「永住者」6万人超える=デカセギの5人に1人=毎年1万人増の勢い続く=定住化裏付ける数字

2007年5月19日付け

 法務省入国管理局の外国人登録者に関する統計によれば、日本で「永住者」資格を取得するブラジル国籍者が二〇〇〇年以来、毎年一万人増の勢いで激増しており、今後もしばらくはこのペースが続く可能性があるようだ。すでに在日ブラジル人約三〇万人の五人に一人の割合になっており、デカセギの定住化を裏付ける数字となっている。
 法務省入国管理局が公表している平成18年版『出入国管理』の統計資料に記載された内容は次の通りで、毎年取得した人の分を足した累計となっている。以下各年末の数字だ。
▼九七年=  一六八六人
▼九八年=  二六四四人
▼九九年=  四五九二人
▼〇〇年=  九〇六二人
▼〇一年=二万〇二七七人
▼〇二年=三万一二〇三人
▼〇三年=四万一七七一人
▼〇四年=五万二五八一人
▼〇五年=六万三六四三人
 〇〇年以来、各年一万人ペースで増加しており、サンパウロ総領事館の査証班、港偉夫領事によれば「このまましばらく続く可能性は否定できない」という。平成十年(九八年)に入国管理局が永住許可に関する規制を緩和したことも、急増の要因の一つと思われる。

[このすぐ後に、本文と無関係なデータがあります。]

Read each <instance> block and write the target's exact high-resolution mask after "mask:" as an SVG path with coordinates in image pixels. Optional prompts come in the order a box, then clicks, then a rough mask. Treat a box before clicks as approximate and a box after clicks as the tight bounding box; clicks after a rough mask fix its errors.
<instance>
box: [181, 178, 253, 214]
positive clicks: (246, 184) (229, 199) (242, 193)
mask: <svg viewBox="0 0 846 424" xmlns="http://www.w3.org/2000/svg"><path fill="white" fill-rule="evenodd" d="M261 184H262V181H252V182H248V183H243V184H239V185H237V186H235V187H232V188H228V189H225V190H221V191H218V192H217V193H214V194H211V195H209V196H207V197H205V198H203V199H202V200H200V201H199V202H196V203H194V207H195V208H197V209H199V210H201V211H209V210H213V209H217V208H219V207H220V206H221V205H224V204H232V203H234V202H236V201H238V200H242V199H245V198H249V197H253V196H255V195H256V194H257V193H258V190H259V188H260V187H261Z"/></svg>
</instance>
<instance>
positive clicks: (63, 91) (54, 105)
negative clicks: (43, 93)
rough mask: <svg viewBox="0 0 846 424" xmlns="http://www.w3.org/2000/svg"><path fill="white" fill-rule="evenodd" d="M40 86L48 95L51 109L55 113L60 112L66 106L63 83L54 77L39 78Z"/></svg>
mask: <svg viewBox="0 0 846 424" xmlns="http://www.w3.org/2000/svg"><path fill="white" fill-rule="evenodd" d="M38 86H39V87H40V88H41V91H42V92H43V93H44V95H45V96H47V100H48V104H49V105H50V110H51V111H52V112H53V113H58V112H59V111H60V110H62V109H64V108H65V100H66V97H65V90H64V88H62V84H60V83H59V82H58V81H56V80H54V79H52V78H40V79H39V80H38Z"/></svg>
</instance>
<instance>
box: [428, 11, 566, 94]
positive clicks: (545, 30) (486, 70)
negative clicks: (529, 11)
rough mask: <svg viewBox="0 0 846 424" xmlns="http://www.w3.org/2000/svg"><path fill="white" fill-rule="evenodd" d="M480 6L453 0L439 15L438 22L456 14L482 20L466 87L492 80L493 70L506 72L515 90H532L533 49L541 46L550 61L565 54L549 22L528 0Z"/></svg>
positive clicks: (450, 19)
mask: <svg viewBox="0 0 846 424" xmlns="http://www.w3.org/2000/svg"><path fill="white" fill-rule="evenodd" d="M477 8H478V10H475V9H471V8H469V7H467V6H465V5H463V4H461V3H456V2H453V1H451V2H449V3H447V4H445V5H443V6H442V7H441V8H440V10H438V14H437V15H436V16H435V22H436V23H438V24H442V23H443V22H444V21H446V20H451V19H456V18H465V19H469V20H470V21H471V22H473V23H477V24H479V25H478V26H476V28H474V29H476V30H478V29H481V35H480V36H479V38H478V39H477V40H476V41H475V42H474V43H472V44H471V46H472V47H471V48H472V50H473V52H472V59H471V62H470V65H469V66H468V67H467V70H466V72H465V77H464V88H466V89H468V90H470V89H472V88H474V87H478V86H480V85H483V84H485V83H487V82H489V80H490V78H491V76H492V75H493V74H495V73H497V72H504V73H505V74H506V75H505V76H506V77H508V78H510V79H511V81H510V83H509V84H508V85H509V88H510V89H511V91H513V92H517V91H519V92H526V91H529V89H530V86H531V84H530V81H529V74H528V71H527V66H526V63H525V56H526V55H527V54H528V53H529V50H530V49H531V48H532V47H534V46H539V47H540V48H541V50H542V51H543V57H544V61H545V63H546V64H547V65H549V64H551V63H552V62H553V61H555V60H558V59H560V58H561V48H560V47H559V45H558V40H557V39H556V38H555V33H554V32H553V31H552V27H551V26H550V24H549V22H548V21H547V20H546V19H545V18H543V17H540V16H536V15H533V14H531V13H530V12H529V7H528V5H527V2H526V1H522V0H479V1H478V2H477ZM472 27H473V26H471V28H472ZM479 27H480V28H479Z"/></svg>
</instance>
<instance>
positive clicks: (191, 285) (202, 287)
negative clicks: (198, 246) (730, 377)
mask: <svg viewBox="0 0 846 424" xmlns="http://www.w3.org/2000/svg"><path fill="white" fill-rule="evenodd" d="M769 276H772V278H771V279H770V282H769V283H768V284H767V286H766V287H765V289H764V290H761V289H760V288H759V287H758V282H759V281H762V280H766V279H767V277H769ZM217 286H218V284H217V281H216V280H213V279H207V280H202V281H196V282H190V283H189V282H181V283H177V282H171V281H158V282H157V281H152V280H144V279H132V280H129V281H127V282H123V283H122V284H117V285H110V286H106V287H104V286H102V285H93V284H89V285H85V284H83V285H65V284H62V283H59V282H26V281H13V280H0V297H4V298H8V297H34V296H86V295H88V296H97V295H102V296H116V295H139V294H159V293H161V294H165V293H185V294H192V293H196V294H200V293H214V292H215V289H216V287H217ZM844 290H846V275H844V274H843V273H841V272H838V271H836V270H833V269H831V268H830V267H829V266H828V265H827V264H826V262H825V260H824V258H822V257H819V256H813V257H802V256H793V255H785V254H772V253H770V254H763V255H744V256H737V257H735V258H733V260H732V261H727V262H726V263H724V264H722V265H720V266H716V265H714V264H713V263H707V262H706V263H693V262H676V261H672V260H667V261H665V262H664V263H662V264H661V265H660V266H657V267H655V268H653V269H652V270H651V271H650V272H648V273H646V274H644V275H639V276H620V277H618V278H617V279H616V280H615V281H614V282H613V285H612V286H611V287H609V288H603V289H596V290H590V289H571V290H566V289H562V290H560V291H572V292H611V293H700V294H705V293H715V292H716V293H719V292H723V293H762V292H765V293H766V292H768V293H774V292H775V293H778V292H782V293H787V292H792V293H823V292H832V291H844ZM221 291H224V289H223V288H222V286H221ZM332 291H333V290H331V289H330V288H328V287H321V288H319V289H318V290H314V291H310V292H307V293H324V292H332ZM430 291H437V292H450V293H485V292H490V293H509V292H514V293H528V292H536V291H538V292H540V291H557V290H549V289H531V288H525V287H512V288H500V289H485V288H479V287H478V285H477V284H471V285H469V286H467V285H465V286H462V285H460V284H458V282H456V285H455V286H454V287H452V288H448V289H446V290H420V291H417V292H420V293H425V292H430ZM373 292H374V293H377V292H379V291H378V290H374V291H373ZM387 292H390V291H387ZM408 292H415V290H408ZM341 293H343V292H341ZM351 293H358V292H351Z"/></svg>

 同領事はまた、「いったん永住許可になっても、再入国許可をとってブラジルに帰ってきて三年を過ぎると、在留資格を失うことになる」と注意喚起する。
 外国籍者が「永住者」資格になっても、日本から外に出るときには「再入国許可」を発行してもらわなければならない。この「再入国許可」の有効期限が最大三年で、それを過ぎると滞在資格が無効になる。
 そうなると、せっかくの「永住者」が無駄になる。特に親と一緒に同資格をとった四世以降は、再入国許可を切らしてしまうと、一般の外国人と同様の扱いになるので要注意だ。
 「出入国管理及び難民認定法」(通称・入管法)の第22条(永住許可)によると、在留資格を永住者に切りかえるための条件は(1)素行が善良であること、(2)独立の生計を営むに足りる資産又は技能を有すること、(3)その者の永住が日本国の利益に合すると法務大臣が認めること、の三点。
 ただし、三世までの日系人の場合などは、(3)の要件に適合すれば良いとされており、比較的難しくない状態になっている。
 「永住者」資格を持つと活動の制限がほぼなくなり、一部の金融機関から住宅融資が受けられるなどの特典がある。日本ではアパートで家賃を払うよりも、家を建てたり購入したりするブラジル人が増えており、そのような利便性を確保するために同資格を取得する人もいるようだ。
 「永住者」が七万人、八万人という時代もそう遠くないかもしれない。現在のブラジルの在留邦人は七万人弱であり、それを超えた在日ブラジル人永住者がいる現実をどうとらえるか。百周年を目前に、ポロロッカのように逆流する移住労働者の波が活性化している。